Christina…!! I love love love this. The colors are so so bright and nothing beats the classic bruschetta. You now what? This immediately reminded me of Julie and Julia scene where Julie is making bruschetta after work!! Thanks for my dinner idea :)
Yup, I’ve been saying it wrong! I’m sorry!
This looks so fresh and yum, I can’t wait to get in some fresh tomatoes and basil and give this a go! Thank you :)
I’ve been craving Brushetta and this does look amazing!
One of our favorite snacks! Classic!
Absolutely!
[…] BRUSCHETTA– If you’ve never had this bread, tomato, garlic and basil heavenliness, please try it […]
This looks like what I’ve been making for years! I also like to add some fresh grated parmesan to mine!
Good job, Debbie!
I need to start pronouncing this right! Dreamy summer on a plate.
Gotta love a classic bruschetta recipe. And apparently I’ve been saying it wrong the whole time!
I would have been saying it wrong too, but it helps to speak Italian! :)
Summer on a slice of crusty bread…perfection!
An Italian classic! Love it.
This is one of my absolute favorite things to make with sweet summer tomatoes! The flavors are perfect!
So simple, yet so delicious! Agreed, Faith!
Yum! One of my favorites when our tomatoes ripen. Look forward to making this!
Can’t wait for my tomatoes to ripen so I can enjoy this!
I know! It’s really hard to wait when you see them beginning to ripen!!
Ok, I guess I’m the person you’ve all been correcting. I didn’t realize the real pronunciation of Bruschetta. And yours looks divine!
But now you can tell others how it’s actually pronounced, Laura! :) Thank you!!
I love Bruschetta! And I’m ALWAYS correcting people when they say it, gets boring after a while haha!! This looks great! :)
haha!
This looks so fresh and delicious!
That’s why it’s perfect for summer, Lisa! Thank you!

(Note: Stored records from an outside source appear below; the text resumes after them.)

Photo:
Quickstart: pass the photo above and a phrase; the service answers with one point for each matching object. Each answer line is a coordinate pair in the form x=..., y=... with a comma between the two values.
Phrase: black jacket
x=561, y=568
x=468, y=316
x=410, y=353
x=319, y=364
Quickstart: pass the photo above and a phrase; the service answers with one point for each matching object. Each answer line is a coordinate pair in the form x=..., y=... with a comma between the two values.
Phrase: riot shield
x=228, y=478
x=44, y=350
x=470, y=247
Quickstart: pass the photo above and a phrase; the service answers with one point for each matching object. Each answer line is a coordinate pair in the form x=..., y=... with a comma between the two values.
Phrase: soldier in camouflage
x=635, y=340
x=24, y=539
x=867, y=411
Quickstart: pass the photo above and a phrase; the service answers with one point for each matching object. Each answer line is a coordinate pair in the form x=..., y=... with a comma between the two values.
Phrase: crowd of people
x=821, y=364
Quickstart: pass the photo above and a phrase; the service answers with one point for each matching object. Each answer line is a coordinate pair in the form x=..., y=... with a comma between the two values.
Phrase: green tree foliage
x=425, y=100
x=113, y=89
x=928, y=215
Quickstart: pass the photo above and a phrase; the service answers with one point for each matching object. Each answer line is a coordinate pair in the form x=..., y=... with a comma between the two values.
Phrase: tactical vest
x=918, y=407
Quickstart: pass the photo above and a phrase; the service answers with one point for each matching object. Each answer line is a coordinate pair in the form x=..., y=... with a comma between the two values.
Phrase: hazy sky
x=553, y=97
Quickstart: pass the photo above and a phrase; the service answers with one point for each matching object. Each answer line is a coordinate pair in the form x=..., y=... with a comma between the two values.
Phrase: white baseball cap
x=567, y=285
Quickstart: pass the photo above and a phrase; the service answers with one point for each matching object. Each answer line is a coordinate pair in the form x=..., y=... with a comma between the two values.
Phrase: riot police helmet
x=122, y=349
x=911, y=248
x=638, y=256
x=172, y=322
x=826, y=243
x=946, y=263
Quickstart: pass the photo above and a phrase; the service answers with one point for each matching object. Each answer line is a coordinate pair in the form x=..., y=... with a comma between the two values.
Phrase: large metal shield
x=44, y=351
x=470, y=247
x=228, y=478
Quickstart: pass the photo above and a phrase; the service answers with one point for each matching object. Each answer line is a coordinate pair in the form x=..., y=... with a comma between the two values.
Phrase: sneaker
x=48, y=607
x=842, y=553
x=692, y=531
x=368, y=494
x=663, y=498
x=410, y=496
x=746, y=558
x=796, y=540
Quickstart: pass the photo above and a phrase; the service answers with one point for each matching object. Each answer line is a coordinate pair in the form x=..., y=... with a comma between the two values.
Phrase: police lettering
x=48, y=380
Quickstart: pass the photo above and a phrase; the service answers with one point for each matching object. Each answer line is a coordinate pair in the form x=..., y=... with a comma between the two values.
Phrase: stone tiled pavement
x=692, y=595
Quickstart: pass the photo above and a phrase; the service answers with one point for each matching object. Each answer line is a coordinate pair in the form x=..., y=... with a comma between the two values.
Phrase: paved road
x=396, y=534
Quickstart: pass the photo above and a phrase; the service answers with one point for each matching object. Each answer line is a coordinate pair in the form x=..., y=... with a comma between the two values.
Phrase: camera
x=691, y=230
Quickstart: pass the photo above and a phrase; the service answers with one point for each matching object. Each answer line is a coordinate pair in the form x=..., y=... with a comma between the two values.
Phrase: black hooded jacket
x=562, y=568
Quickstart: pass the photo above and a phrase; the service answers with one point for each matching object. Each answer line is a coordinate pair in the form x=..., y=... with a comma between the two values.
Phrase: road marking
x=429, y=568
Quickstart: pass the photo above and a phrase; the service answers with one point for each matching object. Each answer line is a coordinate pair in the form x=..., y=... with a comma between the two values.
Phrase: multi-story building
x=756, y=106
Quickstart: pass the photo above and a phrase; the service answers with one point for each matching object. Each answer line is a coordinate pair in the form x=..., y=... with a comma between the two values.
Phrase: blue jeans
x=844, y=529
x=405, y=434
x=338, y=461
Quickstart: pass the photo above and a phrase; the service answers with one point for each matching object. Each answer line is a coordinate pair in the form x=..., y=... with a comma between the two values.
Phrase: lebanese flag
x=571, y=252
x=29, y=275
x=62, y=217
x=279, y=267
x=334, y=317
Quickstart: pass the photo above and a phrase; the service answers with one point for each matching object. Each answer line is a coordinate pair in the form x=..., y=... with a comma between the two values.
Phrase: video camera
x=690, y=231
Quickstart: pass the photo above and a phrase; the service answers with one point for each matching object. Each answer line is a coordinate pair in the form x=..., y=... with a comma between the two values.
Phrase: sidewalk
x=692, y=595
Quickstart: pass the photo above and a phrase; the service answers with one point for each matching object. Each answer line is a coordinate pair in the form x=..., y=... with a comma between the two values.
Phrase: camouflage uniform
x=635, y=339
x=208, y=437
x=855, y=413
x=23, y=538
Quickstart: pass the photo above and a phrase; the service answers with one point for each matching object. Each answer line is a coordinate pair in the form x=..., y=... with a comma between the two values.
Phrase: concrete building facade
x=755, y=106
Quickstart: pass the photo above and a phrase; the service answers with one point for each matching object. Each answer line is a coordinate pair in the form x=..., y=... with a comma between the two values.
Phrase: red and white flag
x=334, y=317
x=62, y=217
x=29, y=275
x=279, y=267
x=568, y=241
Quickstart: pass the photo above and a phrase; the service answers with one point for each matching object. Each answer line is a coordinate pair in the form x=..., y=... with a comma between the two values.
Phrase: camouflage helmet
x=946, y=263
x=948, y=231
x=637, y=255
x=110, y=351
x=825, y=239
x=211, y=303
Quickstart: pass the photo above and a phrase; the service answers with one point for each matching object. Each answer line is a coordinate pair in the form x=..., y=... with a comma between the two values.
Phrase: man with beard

So pretty! I’m ready for summer now!
Thank you, it’s almost here!! :)
Bruschetta is my favorite way to use my home grown tomatoes…and they’re almost here!
I know, me too! Picked my first ‘real’ tomato yesterday!
This looks delish. I think I could eat this everyday.
Me too, Andrea! One of my favorite things ever! :)
Grazie Grazia!! Non posso scrivere troppo bene in italiano, ma devo dire che mi piace tanto il tuo blog!! Ho trovato qualche mesi fa.. tutte le cose che fai mi fa venire il fame!! :) Sono molto contenta che tu hai visto il mio blog! Grazie per i complimenti! Baci da California -Christina
E’ un grande piacere ricevere la tua visita graditissima e scoprire il tuo blog pieno di belle ricette e foto superlative..
Mi sono aggiunta subito tra i tuoi sostenitori!!